Out of a tree stand, this shot is extremely difficult in that the hunter needs to adjust his aim point to the top front of the shoulder, near the base of the neck where there is very little room for error.
A poorly placed shot on a deer that is quartering to will result in a long tracking job and expiration of the animal could possibly take a long time, or even worse, the deer may never be recovered.
If you hit the shoulder blade, there is a chance no vitals will even be struck, and the deer will be wounded.
The brisket shot is another shot that is less than ideal for crossbow hunters. This shot should also be taken into extreme consideration before executing it. This is another shot that many hunters would elect to pass.
The brisket shot is a shot at a deer that is walking directly at a hunter. The difficulty is high because not only the deer looking toward the hunter, there is limited access to the vitals.
The only vitals that are accessible to the hunter is the heart, and the very inside of either lung. This shot risks missing altogether and badly wounding the animal.
This shot should only be executed when hunting from the ground as when the hunter is elevated in a tree stand the vertical angle is too steep to actually hit any of the deer’s vital organs.
When taking the brisket shot, the hunter should aim to either side below the “ball” on the deer’s chest toward the center of the deer’s brisket. This shot will enter and impact either the heart, lungs, or some of both.
The bolt will likely remain in the animal, making blood trailing the animal difficult. This can be problematic when attempting to recover your deer.
Much like the quartering to shot, this shot should be avoided if possible. The risk of wounding the deer simply is not worth it, especially if you’re new to the sport of crossbow hunting.

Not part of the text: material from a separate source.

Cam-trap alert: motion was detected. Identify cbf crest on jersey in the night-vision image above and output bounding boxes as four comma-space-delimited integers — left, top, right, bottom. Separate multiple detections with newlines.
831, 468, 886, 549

Hunters are much better off waiting until the deer presents a broadside or quartering away shot.
When NOT to Shoot
So far, we’ve discussed the options that crossbow hunters have to make a kill shot on a deer, but we would be remiss to not discuss a few scenarios in which the hunter should not shoot.
Aside from the riskier shots like the quartering to shot and brisket shot, there are several other situations that deer should always be passed until a better opportunity comes up.
One of those situations is when the deer is facing directly away from the hunter offering only the rear end. There is no ethical way to take this shot no matter what weapon you’re using.
It offers no vitals, and the shot will only result in a long tracking job and likely a lost animal.
Another situation a hunter might run into is when the animal might be broadside or quartering away, but there are large obstructions like trees or brush blocking or partially blocking the vitals.
A crossbow bolt easily deflects off of this type of foliage and this can result in an errant shot that will miss, or even worse, wound the deer.
Finally, a hunter must know the effective range of their crossbow. Even a perfectly broadside deer will be difficult or impossible to harvest if the deer is outside of the weapon’s range.
Most hunters should not consider taking a shot on a deer that is further out than 45 to 50 yards. There are simply too many things that can go wrong at a longer distance.
You can hit limbs or grass, or a strong gust of wind can even move your crossbow bolt several feet left or right, resulting in a miss.
The ideal shot on a deer should be somewhere between 10 and 30 yards for maximum effectiveness and knockdown power with the crossbow.
Hunting with a crossbow is a great way to extend the deer season. Most places offer long crossbow seasons that extend from September all the way through January.
Knowing what to look for when the moment of truth comes will give a hunter peace of mind and will ensure that they can make the most of the deer encounters they have each season.
When that time comes, take a deep breath, remain calm and take a good shot. You’ll be rewarded with a freezer full of venison and hopefully a trophy for your wall.